Non ama Cristo chi non ama la Santa Messa, chi non si sforza di viverla con calma e serenità, con devozione, con amore. L'amore affina gli innamorati, li rende più delicati; li porta a scoprire e curare tanti particolari, magari minimi, ma sempre significativi della vibrazione di un cuore appassionato. È in questo modo che dobbiamo assistere alla Santa Messa. Penso perciò che coloro che vogliono ascoltare una Messa corta e frettolosa dimostrano, con un contegno per giunta poco elegante, di non avere compreso il senso e il valore del Sacrificio dell'altare. L'amore per Cristo, che si offre per noi, ci fa trovare, al termine della Messa, alcuni minuti per un ringraziamento personale, intimo, che prolunghi nel silenzio del cuore l'azione di grazie dell'Eucaristia. Come rivolgersi a Lui, come parlargli, come comportarsi?

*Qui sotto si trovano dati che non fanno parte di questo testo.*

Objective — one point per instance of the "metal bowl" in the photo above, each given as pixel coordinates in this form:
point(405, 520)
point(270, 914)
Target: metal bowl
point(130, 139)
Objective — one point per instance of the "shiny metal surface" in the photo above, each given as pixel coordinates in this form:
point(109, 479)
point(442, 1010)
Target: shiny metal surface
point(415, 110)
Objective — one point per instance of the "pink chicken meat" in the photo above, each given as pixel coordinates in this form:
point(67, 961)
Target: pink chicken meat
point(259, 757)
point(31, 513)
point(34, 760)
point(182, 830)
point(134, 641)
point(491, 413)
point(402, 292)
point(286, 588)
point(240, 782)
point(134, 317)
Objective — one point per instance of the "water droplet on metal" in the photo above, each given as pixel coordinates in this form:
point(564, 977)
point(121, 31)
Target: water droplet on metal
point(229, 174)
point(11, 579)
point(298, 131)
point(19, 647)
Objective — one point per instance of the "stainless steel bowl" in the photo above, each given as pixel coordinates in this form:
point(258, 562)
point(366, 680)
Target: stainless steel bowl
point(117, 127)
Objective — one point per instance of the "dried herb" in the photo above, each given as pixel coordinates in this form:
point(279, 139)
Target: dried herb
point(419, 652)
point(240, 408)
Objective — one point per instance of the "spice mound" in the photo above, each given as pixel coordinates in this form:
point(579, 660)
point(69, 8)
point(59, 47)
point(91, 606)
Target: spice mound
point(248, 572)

La vita cristiana non è fatta di rigide norme, perché lo Spirito Santo non guida le anime in massa, ma in ciascuna infonde quei propositi, quegli affetti e quelle ispirazioni che l'aiuteranno a comprendere e a compiere la volontà del Padre. Penso tuttavia che, molte volte, oggetto fondamentale del nostro dialogo con Cristo può essere la considerazione che il Signore è per noi Re, Medico, Maestro, Amico.